Example 3. Conditional Value-at-Risk Minimization. Programmatical PSG
Define input data in MATLAB:
H=[1,4,8,3; 7,5,4,6; 2,8,1,0; 0,3,4,9];
c=[0.2; 0.11; 0.6; 0.1];
p=[];
Aeq=[1, 1, 1, 1];
lb=[0; 0; 0; 0];
vars={'x1', 'x2', 'x3', 'x4'};
Pack data to PSG Data Objects and save them to array of structures toolboxstruc_arr:
Pack input data to PSG structure containing matrix headers and data (see PSG Data Objects in MATLAB).
Pack matrices to the elements of the array "toolboxstruc_arr" (see function tbpsg_matrix_pack):
toolboxstruc_arr(1) = tbpsg_matrix_pack('matrix_scenarios',H,vars,c,p);
toolboxstruc_arr(2) = tbpsg_matrix_pack('matrix_budget',Aeq,vars);
Pack point to the elements of the array "toolboxstruc_arr" (see function tbpsg_point_pack):
toolboxstruc_arr(3) = point_pack('point_lowerbounds',lb,vars);
Create string with Problem Statement (see Problem Statement in MATLAB):
problem_statement = sprintf('%s\n',...
'minimize',...
'cvar_risk(0.95, matrix_scenarios)',...
'Constraint: >= 4.5',...
'avg_g(matrix_scenarios)',...
'Constraint: == 1',...
'linear(matrix_budget)',...
'Box: >= point_lowerbounds');
Solve problem with tbpsg_run:
[solution_str, outargstruc_arr] = mpsg_solver(problem_statement,toolboxstruc_arr)
You will get the following output (see PSG Solution in MATLAB):
Full report for the solution of the optimization problem: (Full report with the optimization problem solution)
solution_str =
Problem: solution_status = optimal
Timing: Data_loading_time = 0.18, Preprocessing_time = 0.00, Solving_time = 0.00
Variables: optimal_point = point_problem_1
Objective: = -4.350000000000
Constraint: constraint_1 = 4.500000000000e+000, [0.000000000000e+000]
Constraint: constraint_2 = 1.000000000000e+000, [-4.440892098501e-016]

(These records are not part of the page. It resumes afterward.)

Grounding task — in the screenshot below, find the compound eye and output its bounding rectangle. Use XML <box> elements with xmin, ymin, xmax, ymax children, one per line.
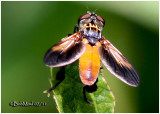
<box><xmin>78</xmin><ymin>13</ymin><xmax>91</xmax><ymax>21</ymax></box>
<box><xmin>96</xmin><ymin>15</ymin><xmax>105</xmax><ymax>24</ymax></box>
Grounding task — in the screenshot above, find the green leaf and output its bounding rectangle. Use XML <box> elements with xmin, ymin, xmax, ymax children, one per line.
<box><xmin>46</xmin><ymin>62</ymin><xmax>115</xmax><ymax>113</ymax></box>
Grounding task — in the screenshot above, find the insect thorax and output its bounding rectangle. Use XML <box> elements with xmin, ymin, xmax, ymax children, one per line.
<box><xmin>83</xmin><ymin>23</ymin><xmax>101</xmax><ymax>45</ymax></box>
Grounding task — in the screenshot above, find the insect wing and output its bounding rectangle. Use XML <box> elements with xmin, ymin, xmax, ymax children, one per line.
<box><xmin>99</xmin><ymin>38</ymin><xmax>139</xmax><ymax>87</ymax></box>
<box><xmin>44</xmin><ymin>32</ymin><xmax>85</xmax><ymax>67</ymax></box>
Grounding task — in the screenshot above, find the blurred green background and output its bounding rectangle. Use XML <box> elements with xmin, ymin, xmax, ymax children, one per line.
<box><xmin>1</xmin><ymin>1</ymin><xmax>159</xmax><ymax>113</ymax></box>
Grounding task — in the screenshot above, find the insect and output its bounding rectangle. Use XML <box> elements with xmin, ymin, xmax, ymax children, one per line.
<box><xmin>44</xmin><ymin>11</ymin><xmax>139</xmax><ymax>103</ymax></box>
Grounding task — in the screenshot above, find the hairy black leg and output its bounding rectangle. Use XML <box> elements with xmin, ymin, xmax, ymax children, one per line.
<box><xmin>43</xmin><ymin>67</ymin><xmax>65</xmax><ymax>97</ymax></box>
<box><xmin>74</xmin><ymin>24</ymin><xmax>79</xmax><ymax>33</ymax></box>
<box><xmin>83</xmin><ymin>78</ymin><xmax>98</xmax><ymax>104</ymax></box>
<box><xmin>68</xmin><ymin>34</ymin><xmax>72</xmax><ymax>36</ymax></box>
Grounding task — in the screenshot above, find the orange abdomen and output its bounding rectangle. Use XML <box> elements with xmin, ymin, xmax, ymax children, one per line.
<box><xmin>79</xmin><ymin>42</ymin><xmax>101</xmax><ymax>86</ymax></box>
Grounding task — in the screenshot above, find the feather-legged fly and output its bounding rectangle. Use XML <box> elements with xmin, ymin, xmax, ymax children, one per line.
<box><xmin>44</xmin><ymin>11</ymin><xmax>139</xmax><ymax>102</ymax></box>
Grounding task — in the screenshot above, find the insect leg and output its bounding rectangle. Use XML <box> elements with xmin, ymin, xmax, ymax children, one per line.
<box><xmin>43</xmin><ymin>67</ymin><xmax>65</xmax><ymax>97</ymax></box>
<box><xmin>83</xmin><ymin>78</ymin><xmax>98</xmax><ymax>104</ymax></box>
<box><xmin>74</xmin><ymin>24</ymin><xmax>79</xmax><ymax>33</ymax></box>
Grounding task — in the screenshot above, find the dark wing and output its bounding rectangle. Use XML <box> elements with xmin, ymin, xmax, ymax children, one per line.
<box><xmin>99</xmin><ymin>38</ymin><xmax>139</xmax><ymax>87</ymax></box>
<box><xmin>44</xmin><ymin>32</ymin><xmax>85</xmax><ymax>67</ymax></box>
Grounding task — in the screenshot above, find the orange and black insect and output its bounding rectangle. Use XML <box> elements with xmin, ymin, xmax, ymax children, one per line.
<box><xmin>44</xmin><ymin>12</ymin><xmax>139</xmax><ymax>101</ymax></box>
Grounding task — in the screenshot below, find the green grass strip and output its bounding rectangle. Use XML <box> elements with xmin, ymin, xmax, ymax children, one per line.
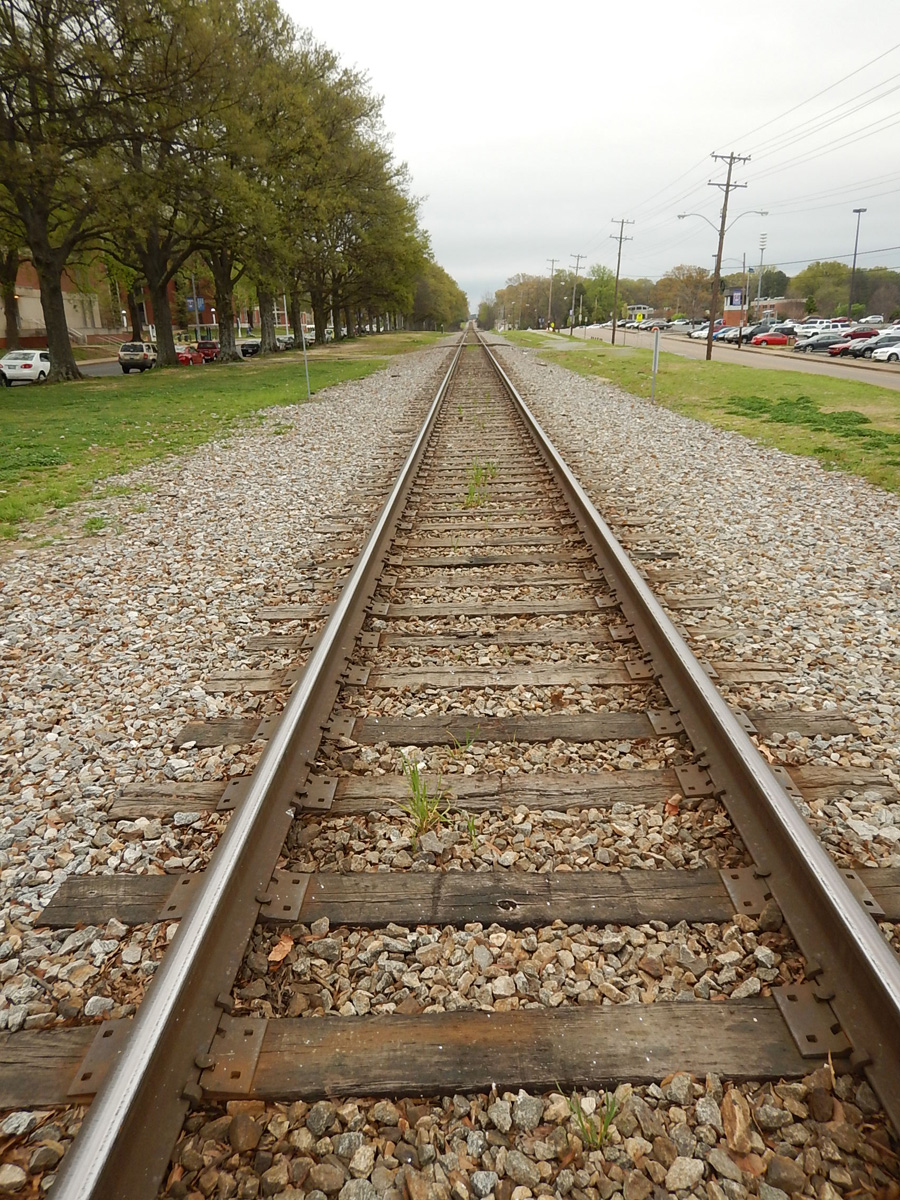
<box><xmin>508</xmin><ymin>332</ymin><xmax>900</xmax><ymax>492</ymax></box>
<box><xmin>0</xmin><ymin>334</ymin><xmax>440</xmax><ymax>538</ymax></box>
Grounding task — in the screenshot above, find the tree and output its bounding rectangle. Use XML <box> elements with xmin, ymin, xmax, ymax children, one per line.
<box><xmin>0</xmin><ymin>0</ymin><xmax>128</xmax><ymax>379</ymax></box>
<box><xmin>653</xmin><ymin>263</ymin><xmax>712</xmax><ymax>320</ymax></box>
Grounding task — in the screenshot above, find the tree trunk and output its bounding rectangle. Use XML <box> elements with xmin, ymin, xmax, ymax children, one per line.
<box><xmin>127</xmin><ymin>284</ymin><xmax>144</xmax><ymax>342</ymax></box>
<box><xmin>257</xmin><ymin>286</ymin><xmax>278</xmax><ymax>354</ymax></box>
<box><xmin>0</xmin><ymin>250</ymin><xmax>19</xmax><ymax>350</ymax></box>
<box><xmin>310</xmin><ymin>288</ymin><xmax>328</xmax><ymax>346</ymax></box>
<box><xmin>31</xmin><ymin>255</ymin><xmax>83</xmax><ymax>383</ymax></box>
<box><xmin>288</xmin><ymin>288</ymin><xmax>304</xmax><ymax>346</ymax></box>
<box><xmin>203</xmin><ymin>251</ymin><xmax>244</xmax><ymax>362</ymax></box>
<box><xmin>148</xmin><ymin>280</ymin><xmax>178</xmax><ymax>367</ymax></box>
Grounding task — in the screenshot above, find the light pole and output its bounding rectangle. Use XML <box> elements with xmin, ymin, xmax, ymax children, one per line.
<box><xmin>756</xmin><ymin>233</ymin><xmax>769</xmax><ymax>319</ymax></box>
<box><xmin>847</xmin><ymin>209</ymin><xmax>868</xmax><ymax>320</ymax></box>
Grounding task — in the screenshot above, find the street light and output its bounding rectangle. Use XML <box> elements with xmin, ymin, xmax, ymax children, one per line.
<box><xmin>847</xmin><ymin>209</ymin><xmax>868</xmax><ymax>320</ymax></box>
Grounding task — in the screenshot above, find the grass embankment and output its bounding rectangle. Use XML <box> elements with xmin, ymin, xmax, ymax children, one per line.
<box><xmin>0</xmin><ymin>334</ymin><xmax>440</xmax><ymax>538</ymax></box>
<box><xmin>508</xmin><ymin>332</ymin><xmax>900</xmax><ymax>492</ymax></box>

Function: avg_g(matrix_scenarios) = 4.500000000000e+000
Function: cvar_risk(0.95,matrix_scenarios) = -4.350000000000e+000
Function: linear(matrix_budget) = 1.000000000000e+000
Optimal point in PSG point format (see PSG Point in MATLAB):
outargstruc_arr =
object_name: 'point_problem'
variables: 'x1 x2 x3 x4'
type: 'point'
values: [0 0.6000 0.1900 0.2100]
Convert PSG solution to structure (see tbpsg_solution_struct):
>> output_structure = tbpsg_solution_struct(solution_str, outargstruc_arr)
output_structure =
status: {'optimal'}
time: [0.2200 0 0]
objective: -4.3500
function_name: {3x1 cell}
function_value: [3x1 double]
vector_function_name: {}
vector_function_value: {}
optimal_point_data: [0 0.6000 0.1900 0.2100]
optimal_point_vars: {'x1' 'x2' 'x3' 'x4'}
point_constraint_data: [4.5000 1.0000]
point_constraint_vars: {'constraint_1' 'constraint_2'}
point_slack_data: [0 -4.4409e-016]
point_dual_data: [3.7037 -22.1111]
vector_constraints_data: {}
vector_slack_data: {}
vector_dual_data: {}
matrix_data: {}
matrix_vars: {}
vector_data: {}
MATLAB code for CVaR minimization is in: ./Aorda/PSG/MATLAB/Examples/Problems/Example_CVaR_General.m.